Sticky Fingers Roundup
1. "Brown Sugar" – 3:50
2. "Sway" – 3:52
3. "Wild Horses" – 5:44
4. "Can't You Hear Me Knocking" – 7:15
5. "You Gotta Move" (Fred McDowell/Rev. Gary Davis) – 2:34
6. "Bitch" – 3:37
7. "I Got the Blues" – 3:54
8. "Sister Morphine" (Mick Jagger/Keith Richards/Marianne Faithfull) – 5:34
9. "Dead Flowers" – 4:05
10. "Moonlight Mile" – 5:56
The Stones are really on a roll: Beggars Banquet, Let It Bleed, and now Sticky Fingers. The biggest change came with the addition of Mick Taylor – finally the band had a world class lead guitar player, and as "Knocking" and "Moonlight Mile" proved, he had some interesting rhythm ideas as well.
The album is unusual in that it features only three rockers – the rest of the songs are mostly mellow, if not contemplative.

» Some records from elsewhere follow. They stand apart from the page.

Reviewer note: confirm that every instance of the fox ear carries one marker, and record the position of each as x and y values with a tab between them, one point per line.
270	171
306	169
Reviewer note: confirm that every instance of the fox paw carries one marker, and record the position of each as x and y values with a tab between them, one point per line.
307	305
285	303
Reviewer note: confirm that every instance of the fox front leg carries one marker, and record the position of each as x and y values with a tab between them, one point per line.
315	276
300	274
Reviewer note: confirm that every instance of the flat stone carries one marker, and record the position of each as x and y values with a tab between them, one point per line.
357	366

Some background info from Wikipedia:
Although sessions for Sticky Fingers began in earnest in March 1970, they had done some early recording at Muscle Shoals Studios in Alabama in December 1969 and "Sister Morphine", cut during Let It Bleed's sessions earlier in March of that year, would be held over for this release. Much of the recording for Sticky Fingers was effected with The Rolling Stones' mobile studio unit in Stargroves during the summer and fall months in 1970. Early versions of songs that would appear on Exile on Main St. were also routined during these sessions.
With the end of their Decca/London association at hand, The Rolling Stones would finally be free to release their albums (cover art and all) as they pleased. However, soon-to-be-ex-manager Allen Klein (who took over the reins from Andrew Loog Oldham in 1965 so that Oldham could concentrate on producing the band), dealt the group a major blow when they discovered - to their horror - that they had inadvertently signed over their entire 1960s copyrights to Klein and his company ABKCO, which is how all of their material from 1963's "Come On" to Get Yer Ya-Ya's Out! The Rolling Stones in Concert has since come to be released by ABKCO Records. The band would remain incensed with Klein for decades over the swindle.

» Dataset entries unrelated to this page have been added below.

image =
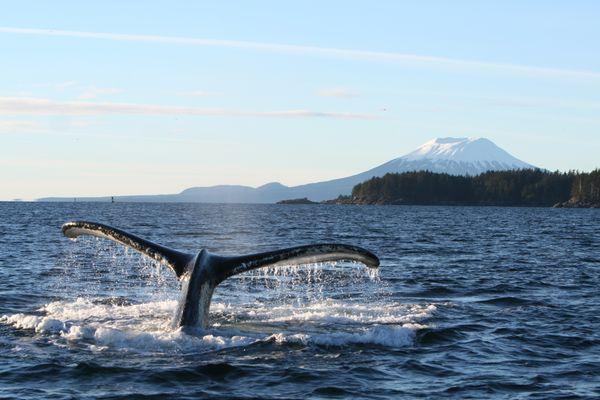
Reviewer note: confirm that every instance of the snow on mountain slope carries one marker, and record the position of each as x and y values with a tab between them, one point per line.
464	150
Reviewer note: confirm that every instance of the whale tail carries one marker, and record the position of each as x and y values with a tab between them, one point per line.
202	272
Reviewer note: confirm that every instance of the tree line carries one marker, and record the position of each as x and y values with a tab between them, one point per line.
525	187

When Decca informed The Rolling Stones that they were owed one more single, they cheekily submitted a track called "Cocksucker Blues" - which was guaranteed to be refused. Instead, Decca released the two-year-old Beggars Banquet track "Street Fighting Man" while Allen Klein would have dual copyright ownership - with The Rolling Stones - of "Brown Sugar" and "Wild Horses".
Sticky Fingers may just be the band's most drug-drenched album, as well over half of the songs mention drug use, while the rest merely allude to it. Some final overdubbing and mixing in January 1971, found the album complete and preceded by "Brown Sugar" that March, which reached #1 in the US and #2 in the UK. Appearing in April on their new Rolling Stones label (with distribution by WEA Music), Sticky Fingers was rapturously-received and hit #1 worldwide, beginning an uninterrupted string of eight consecutive chart-topping US studio albums. "Wild Horses", covered by Keith Richard's friend Gram Parsons with The Flying Burrito Brothers, was the second single in the US only, making the Top 30.